More homeowners are finding themselves as accidently landlords recently. Whether you are moving for a new job or relocating to be closer to home, many Americans are finding that they cannot sell their homes for what they owe on their mortgages. So, if you are a landlord, the next question becomes whether or not you hire a property manager to help you find tenants, fix problems with your home, and collect the rent or do you do it all yourself.
My wife and I have recently decided to rent out our home. And, we have decided to hire a property manager. We are currently interviewing three different companies that were recommended by friends and coworkers. Of course, this is not a decision to be made lightly. Here are several questions that you should ask a property manager before hiring them.
How many properties do they manage? – One property manager than I interviewed limited the number of properties they handle per person so they can give your property the attention it deserves.
What are the costs? – Do they take an industry norm of 10% of the rent as a fee? Is there another feed every time the home is vacant and a new tenant is needed? Is advertising costs wrapped up in the monthly fee?
Are they full-time? – Again, this may be an indication as to how much time and effort they can put into filing your vacancies and taking care of issues that crop up at your home.
How will you contact them? – I have heard horror stories of property owners having a hard time getting into quick contact with their property manager.
Are they certified and licensed? – There are several associations and groups that educate and test property managers before they are licensed.
Do they have a contract? – You need one! Period!
How do they screen potential applicants? – Do they pull credit reports? What do they look for specifically in an ideal tenant for your home?
What will they outsource to others? – Do they have a of service professionals such as handymen, lawn care crews, and others?
How do they collect rent? – How do they handle security deposits? Many states have rules regarding security deposits and rent payments. Do they use bank drafts? How do they send you the rent?

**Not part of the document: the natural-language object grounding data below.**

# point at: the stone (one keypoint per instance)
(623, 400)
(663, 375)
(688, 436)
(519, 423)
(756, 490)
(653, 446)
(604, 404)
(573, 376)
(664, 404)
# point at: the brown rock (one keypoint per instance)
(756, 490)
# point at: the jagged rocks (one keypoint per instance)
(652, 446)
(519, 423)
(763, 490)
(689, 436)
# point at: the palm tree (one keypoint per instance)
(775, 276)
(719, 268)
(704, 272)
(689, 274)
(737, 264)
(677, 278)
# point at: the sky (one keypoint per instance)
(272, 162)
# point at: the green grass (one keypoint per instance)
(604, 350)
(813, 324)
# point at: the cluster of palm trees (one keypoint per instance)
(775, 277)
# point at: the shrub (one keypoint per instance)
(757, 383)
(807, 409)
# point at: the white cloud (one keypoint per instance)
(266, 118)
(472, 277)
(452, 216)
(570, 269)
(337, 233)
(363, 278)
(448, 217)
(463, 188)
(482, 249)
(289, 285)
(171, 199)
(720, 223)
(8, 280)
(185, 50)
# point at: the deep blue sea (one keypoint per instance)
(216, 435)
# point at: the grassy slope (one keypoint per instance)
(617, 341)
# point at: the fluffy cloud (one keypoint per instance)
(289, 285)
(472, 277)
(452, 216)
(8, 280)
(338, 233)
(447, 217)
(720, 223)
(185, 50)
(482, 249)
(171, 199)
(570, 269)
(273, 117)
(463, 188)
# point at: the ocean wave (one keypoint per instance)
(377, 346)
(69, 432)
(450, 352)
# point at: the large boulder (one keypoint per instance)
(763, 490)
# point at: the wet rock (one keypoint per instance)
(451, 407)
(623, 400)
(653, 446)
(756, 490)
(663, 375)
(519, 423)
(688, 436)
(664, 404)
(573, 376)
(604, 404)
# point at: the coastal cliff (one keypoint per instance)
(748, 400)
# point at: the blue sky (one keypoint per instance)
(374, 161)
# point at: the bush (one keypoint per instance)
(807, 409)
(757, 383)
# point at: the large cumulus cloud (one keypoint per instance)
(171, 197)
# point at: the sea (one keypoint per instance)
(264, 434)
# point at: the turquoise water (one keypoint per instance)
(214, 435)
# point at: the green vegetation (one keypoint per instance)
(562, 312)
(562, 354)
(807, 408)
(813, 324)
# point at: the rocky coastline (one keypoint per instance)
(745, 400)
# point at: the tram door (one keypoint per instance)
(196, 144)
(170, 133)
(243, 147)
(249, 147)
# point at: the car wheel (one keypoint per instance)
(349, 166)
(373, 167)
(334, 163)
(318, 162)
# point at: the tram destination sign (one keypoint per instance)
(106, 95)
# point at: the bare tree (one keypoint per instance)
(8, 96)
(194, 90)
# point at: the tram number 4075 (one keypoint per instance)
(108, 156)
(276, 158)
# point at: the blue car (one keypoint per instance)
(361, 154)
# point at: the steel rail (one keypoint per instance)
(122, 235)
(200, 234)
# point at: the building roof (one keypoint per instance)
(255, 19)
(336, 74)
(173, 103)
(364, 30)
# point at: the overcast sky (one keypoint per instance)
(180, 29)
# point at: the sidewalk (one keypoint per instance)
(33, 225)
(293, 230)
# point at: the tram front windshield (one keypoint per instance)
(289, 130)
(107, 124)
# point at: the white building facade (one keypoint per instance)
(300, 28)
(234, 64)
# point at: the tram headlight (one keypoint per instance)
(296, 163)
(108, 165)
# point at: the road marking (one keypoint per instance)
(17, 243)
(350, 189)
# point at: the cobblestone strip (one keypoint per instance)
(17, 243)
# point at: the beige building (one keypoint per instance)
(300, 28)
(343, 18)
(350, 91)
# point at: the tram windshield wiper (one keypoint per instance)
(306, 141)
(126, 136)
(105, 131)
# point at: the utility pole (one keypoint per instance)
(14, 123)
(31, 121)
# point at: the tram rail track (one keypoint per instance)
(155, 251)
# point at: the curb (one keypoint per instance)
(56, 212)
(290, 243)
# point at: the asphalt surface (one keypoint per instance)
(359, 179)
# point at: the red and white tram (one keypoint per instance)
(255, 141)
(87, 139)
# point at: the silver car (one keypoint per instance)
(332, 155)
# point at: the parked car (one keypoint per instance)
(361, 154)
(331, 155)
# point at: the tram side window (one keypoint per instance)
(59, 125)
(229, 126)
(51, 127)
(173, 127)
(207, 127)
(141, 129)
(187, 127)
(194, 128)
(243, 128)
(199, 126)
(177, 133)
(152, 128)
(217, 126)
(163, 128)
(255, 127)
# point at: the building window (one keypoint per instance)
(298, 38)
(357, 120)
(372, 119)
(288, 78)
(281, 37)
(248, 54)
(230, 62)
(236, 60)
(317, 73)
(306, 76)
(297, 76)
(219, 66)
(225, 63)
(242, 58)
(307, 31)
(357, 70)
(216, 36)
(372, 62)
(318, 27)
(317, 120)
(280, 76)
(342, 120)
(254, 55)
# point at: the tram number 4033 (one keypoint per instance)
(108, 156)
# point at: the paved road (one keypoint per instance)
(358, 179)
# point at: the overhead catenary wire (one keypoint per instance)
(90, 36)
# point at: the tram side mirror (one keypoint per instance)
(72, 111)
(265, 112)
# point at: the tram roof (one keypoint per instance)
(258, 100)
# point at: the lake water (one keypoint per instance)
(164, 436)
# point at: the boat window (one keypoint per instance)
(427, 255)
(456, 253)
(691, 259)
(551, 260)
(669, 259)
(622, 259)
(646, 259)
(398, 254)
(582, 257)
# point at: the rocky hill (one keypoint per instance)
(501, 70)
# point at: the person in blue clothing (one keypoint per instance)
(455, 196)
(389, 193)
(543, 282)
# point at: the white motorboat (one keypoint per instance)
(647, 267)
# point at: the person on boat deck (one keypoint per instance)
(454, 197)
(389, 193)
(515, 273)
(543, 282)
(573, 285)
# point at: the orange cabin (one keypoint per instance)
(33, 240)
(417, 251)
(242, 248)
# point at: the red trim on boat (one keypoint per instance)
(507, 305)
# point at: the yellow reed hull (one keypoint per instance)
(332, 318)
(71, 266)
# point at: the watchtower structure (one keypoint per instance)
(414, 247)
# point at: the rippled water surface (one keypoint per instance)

How does their eviction process work? – This is hopefully a problem that you never have, but it is good to know their procedures. And, the property manager needs to have a standard procedure how they handle this according to your state’s laws.
How do they handle maintenance issues? – Does the property manager want you to maintain a fund that they have access to for small repairs? Do they recommend that you purchase a separate home warranty from a third party?
Is there a reserve requirement? – This is kind of related to the maintenance plan of the property manager. I met with one that required homeowners to keep $500 in a separate maintenance fund to help with minor repairs.
Do they provide statements? – Or, do they provide you with online account statements on their website? This can be a great feature if you are an out of town landlord on the move.
What is their cancelation policy? – What if you decide to sell your house? Does your property manager firm have a cancelation policy when you terminate your contract with them?
Whose responsibility is yard maintenance? – Typically, yard work is a responsibility that falls on the tenant. But, you want to make sure that it is included in the rental contract the property managers have with tenants.
Do they have a move in checklist?? – Most property managers have a checklist, but it is always a great idea to ask for a copy of what they will use when you are interviewing property managers before you hire them.
How will your property be advertised? – Which websites will your home be advertised on? Will it be listed on the multiple listing service (MLS)? Will your property manager give you a rundown of how your property was shown each week and where it was advertised? Will you be responsible for showing your home while you live there? Or, what is the property manager’s policy on showing properties?
How often will they visit the property? – I have interviewed several managers who only visit your house once every four months. I interviewed another who checks on it every month. It is not hard to see which one I favor.
Do they have references? – This is critical, and this is how my wife and I find all of the professionals we work with. You should not pick people out of the phone book. You need to ask your friends, family, and coworkers for their recommendations. It is the best way to find a successful professional.
Do they also sell property? – Not a critical deciding factor, but it can be a good thing to know if things change for you later down the line.
These are all key questions to ask a property manager that you are considering to hire to manage your home. Do not take these decisions lightly. Conducting the due diligence now when hiring a property manager can help you to prevent issues down the road.